/openshift-ztp

Zero Touch Provisioning of OpenShift to vSphere

Primary LanguageShell

Zero Touch Provisioning by the Southeast RTO Team

This repository houses assets for deploying OpenShift via ZTP (Zero-Touch Provisioning) to vSphere - other infrastructure platforms will be added as needed.

This process is conducted via Red Hat Advanced Cluster Management ([RH]ACM) as a function of GitOps where clusters and their states and supporting automation are defined in a Git repository for end-to-end provisioning of OpenShift clusters, their governance, policies, and applications.

Featured Technologies:

Primer Information

  • ZTP operates in a Hub-and-Spoke model - there is a primary Hub cluster that runs RHACM and other supporting services to conduct the deployment of Spoke clusters.
  • The Hub cluster needs to be deployed via the OpenShift Assisted Installer Service (OAS) due to how Metal3 and Ironic are provisioned - at the time of this writing, the needed workloads are not able to be deployed to other non-OAS provisioned clusters.
  • Caveat: OAS ZTP to Bare Metal needs Metal3 and Ironic - normal OAS ZTP via the Discovery ISO does not, and thus can be deplolyed wherever really as long as there is RWX storage available.
  • While you can leverage a GitOps model of deploying clusters with the ACM's traditional Cloud Infrastructure Providers, this is only ZTP in concept, not in practice.
  • Traditional Cloud Infrastructure Providers in ACM utilize Hive as the underlying provisioner, which in turn uses IPI - being IPI-driven means that many customizations are not available since IPI is very opinionated, such as Single Node OpenShift instances which cannot be deployed to vSphere via RHACM's CIPs/Hive/IPI processes.
  • Deploying OCP to vSphere via Hive/IPI requires network access at port 443 (cannot be otherwise specified to a different port) to vCenter and the host it is deployed on for API Access and Host Access to upload the RHCOS OVA
  • Alternatively, deploying OCP to vSphere via OAS/ZTP and Ansible can target non-443 ports and does not need direct access to an ESXi host, just vCenter.
  • 3-Node Converged Control Plane/Application clusters are possible on vSphere via Hive/IPI but only with a pre-configured Cluster Scheduler Manifest Override, MachinePool, and still will spin up 3 Application Nodes then spin them down after the cluster is fully instantiated to match the specification in the MachinePool.
  • The BootstrapInPlace processes handled by OAS are unique to the way it generates the ISO and cannot be applied to IPI/UPI installations without considerable effort around overriding and hosting large Ignition files on a web server (normal process of UPI)
  • ZTP is driven via OAS, and thus produces ISOs to boot from - the system infrastructure needs to be able to boot from these Discovery ISOs
  • The Hub OCP needs to be deployed with whatever extra Certificate Authorities needed to validate mirror services - OAS ZTP cannot skip validation of certificates in case of offline mirror deployment.

Procedures & Documentation

There is a Hub Cluster that runs ArgoCD, Ansible, RHACM, and all the other supporting services needed to deploy Spoke Clusters.

Once the Hub Cluster has the needed workloads deployed, you can integrate AAP 2 Controller/Tower with RHACM for closed-loop automation of clusters.

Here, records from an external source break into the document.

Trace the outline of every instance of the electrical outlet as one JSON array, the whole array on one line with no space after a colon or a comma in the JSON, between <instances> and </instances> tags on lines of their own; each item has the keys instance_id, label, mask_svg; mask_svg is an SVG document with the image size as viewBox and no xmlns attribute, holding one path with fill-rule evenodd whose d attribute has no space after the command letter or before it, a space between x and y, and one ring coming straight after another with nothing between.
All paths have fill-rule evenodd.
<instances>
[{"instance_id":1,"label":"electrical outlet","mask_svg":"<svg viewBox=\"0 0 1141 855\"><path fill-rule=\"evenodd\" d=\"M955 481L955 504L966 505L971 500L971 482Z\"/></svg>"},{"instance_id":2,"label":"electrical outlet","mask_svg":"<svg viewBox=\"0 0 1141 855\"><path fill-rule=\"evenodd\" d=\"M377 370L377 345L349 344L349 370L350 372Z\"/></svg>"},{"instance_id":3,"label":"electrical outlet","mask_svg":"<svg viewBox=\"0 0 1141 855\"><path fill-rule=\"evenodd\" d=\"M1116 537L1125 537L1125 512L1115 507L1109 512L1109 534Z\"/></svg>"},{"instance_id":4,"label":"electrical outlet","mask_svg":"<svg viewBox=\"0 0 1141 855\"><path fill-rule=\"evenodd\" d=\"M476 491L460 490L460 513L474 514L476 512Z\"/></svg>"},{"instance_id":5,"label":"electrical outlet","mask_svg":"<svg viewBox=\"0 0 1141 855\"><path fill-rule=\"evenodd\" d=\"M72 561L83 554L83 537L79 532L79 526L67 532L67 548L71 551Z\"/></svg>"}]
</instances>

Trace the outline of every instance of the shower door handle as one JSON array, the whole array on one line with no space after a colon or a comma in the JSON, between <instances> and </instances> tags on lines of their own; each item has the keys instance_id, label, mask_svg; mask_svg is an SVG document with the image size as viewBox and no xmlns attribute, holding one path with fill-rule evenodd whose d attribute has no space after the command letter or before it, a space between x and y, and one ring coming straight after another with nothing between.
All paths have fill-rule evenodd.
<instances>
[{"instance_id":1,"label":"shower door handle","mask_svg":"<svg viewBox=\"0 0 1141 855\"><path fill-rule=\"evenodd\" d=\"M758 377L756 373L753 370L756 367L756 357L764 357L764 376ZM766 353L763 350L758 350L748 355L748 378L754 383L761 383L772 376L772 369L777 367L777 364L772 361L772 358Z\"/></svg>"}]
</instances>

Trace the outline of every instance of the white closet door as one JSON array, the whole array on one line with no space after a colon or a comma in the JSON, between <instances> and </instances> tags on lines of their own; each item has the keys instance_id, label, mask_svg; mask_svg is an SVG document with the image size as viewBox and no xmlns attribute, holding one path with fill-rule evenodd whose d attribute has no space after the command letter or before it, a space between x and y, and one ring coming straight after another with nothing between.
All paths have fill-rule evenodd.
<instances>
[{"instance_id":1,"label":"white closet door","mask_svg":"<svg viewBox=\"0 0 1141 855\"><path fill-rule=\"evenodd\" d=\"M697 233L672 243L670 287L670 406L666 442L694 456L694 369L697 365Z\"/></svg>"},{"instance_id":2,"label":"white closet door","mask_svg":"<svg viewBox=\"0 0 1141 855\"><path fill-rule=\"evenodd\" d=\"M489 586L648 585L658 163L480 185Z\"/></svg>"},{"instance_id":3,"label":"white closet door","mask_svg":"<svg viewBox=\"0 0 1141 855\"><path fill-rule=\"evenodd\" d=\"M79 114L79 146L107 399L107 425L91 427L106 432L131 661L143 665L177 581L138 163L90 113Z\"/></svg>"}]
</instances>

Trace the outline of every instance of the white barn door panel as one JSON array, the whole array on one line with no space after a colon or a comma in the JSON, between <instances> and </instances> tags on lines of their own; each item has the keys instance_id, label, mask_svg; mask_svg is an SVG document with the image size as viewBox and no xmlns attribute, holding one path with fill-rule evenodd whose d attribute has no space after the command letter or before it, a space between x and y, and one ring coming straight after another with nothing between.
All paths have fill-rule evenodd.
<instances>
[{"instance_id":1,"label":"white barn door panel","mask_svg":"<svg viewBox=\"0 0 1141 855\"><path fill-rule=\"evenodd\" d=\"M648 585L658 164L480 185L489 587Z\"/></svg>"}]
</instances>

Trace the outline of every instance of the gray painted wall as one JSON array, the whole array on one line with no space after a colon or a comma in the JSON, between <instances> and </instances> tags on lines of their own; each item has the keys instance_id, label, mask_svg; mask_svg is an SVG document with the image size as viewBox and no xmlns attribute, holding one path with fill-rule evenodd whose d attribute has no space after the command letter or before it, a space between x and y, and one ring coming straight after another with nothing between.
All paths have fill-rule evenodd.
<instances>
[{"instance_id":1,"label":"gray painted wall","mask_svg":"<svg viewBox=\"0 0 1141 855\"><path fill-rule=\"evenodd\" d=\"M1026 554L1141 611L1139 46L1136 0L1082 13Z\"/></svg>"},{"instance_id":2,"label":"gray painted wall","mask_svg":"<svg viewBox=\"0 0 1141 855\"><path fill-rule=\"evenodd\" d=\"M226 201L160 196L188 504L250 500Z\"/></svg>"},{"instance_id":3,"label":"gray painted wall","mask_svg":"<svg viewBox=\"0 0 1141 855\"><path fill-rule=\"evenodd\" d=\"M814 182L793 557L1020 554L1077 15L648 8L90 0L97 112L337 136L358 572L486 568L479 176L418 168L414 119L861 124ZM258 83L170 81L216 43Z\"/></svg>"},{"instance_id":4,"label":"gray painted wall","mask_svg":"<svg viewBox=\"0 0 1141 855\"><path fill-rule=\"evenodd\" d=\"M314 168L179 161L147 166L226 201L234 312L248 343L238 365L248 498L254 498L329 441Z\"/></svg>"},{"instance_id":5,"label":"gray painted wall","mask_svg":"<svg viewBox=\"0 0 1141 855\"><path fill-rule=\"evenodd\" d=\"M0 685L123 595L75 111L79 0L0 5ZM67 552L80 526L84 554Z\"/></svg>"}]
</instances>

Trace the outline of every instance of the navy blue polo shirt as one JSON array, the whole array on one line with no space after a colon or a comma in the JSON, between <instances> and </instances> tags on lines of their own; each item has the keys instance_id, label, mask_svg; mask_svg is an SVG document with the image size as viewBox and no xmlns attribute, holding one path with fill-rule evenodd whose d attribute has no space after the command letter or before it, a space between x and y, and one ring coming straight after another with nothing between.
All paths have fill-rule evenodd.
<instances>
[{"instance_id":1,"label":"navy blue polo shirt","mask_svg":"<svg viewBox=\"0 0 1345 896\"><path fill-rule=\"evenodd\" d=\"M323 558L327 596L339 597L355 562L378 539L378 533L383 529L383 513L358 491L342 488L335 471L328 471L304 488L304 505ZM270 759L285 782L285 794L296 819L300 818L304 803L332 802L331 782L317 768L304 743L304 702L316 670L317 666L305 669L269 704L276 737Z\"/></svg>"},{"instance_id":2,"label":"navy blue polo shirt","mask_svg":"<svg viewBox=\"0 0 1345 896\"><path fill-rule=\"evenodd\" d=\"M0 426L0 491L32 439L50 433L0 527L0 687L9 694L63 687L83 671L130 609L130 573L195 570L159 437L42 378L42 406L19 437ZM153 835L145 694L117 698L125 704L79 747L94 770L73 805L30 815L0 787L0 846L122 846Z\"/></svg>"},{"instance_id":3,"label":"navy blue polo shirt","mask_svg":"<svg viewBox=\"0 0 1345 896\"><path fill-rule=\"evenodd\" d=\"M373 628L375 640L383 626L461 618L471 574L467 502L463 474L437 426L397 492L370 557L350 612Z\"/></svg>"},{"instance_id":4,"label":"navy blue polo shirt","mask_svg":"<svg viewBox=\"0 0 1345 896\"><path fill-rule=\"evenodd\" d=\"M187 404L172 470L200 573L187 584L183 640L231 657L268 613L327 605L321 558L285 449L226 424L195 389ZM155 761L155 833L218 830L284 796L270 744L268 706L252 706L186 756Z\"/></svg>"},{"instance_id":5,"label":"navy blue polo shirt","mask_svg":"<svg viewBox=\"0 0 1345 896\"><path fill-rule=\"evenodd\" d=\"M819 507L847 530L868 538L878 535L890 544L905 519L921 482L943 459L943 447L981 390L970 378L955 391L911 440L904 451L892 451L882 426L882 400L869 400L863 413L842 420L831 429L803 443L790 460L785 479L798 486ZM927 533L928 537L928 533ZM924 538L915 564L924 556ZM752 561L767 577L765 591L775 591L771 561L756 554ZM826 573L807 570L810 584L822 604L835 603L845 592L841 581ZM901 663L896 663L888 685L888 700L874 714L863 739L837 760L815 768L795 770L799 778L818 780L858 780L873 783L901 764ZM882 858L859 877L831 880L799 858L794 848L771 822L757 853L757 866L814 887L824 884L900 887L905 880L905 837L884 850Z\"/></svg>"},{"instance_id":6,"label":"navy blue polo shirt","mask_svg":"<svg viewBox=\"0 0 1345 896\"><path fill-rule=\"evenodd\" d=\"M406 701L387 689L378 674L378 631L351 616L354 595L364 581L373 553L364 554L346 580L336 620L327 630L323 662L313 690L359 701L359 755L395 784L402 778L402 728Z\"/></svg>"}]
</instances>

RHACM will also need other things configured such as Credentials.

Configuration of ArgoCD follows, which then allows for pushing of a cluster and its state to a Git repo for GitOps driven Spoke Cluster deployment.

The Spoke Cluster resources are then created in the ztp-clusters/ directory and on Git Push/Merge are applied to the local Hub cluster via ArgoCD, which then are picked up by RHACM/OAS. The InfraEnv and cluster are then defined and ready for downloading the Discovery ISO.

Cluster composition, Discovery ISO download link, and other variables are passed to an AnsibleJob that will then kick off the Ansible Tower Job Template that will actually create the targeted Infrastructure with the Discovery ISO.

Once the intended systems report in and are discoverable by the InfraEnv, the AnsibleJob kicks back over to OAS/ZTP to continue the installation.

Quickstart - tl;dr

There are two processes that are needed to deploy OpenShift to vSphere via ZTP:

  • One-time setup of a Hub Cluster
  • Individual GitOps-based deployment templating of manifests into a Git repo, per Spoke Clusters

Setting up the Hub Cluster

Assuming you have an OCP 4.9+ cluster deployed with OpenShift Assisted Installer Service (OAS), you can simply run the following to bootstrap it into a Hub Cluster:

## Install needed pip modules
pip3 install -r ./requirements.txt

## Install needed Ansible Collections
ansible-galaxy collection install -r ./collections/requirements.yml

## Log into the Hub cluster with a cluster-admin user:
oc login ...

## Bootstrap the Hub cluster with needed Operators and Workloads
ansible-playbook ansible/1_deploy.yaml

## Configure the Hub cluster Operators and Workloads, namely RHACM, AAP2, and RH GitOps (ArgoCD)
ansible-playbook ansible/2_configure.yaml

## Create credentials for vSphere Infrastructure, Pull Secret, Git credentials, etc
ansible-playbook \
 -e vcenter_username="administrator@vsphere.local" \
 -e vcenter_password='somePass!' \
 -e vcenter_fqdn="vcenter.example.com" \
 ansible/3_create_credentials.yaml

Creating Spoke Clusters

To set up a Spoke cluster, you would just create Spoke Cluster definitions, generate the manifests, and push to the Git repo that RH GitOps is syncing to:

Once the Hub has been set up and configured, with Credentials available, you can create a set of Spoke Cluster manifests. The Spoke Cluster Manifest Generation Ansible Playbook can be run locally or via Ansible Tower/AAP 2 Controller. The previously run 2_configure.yaml Playbook will set up a Job Template.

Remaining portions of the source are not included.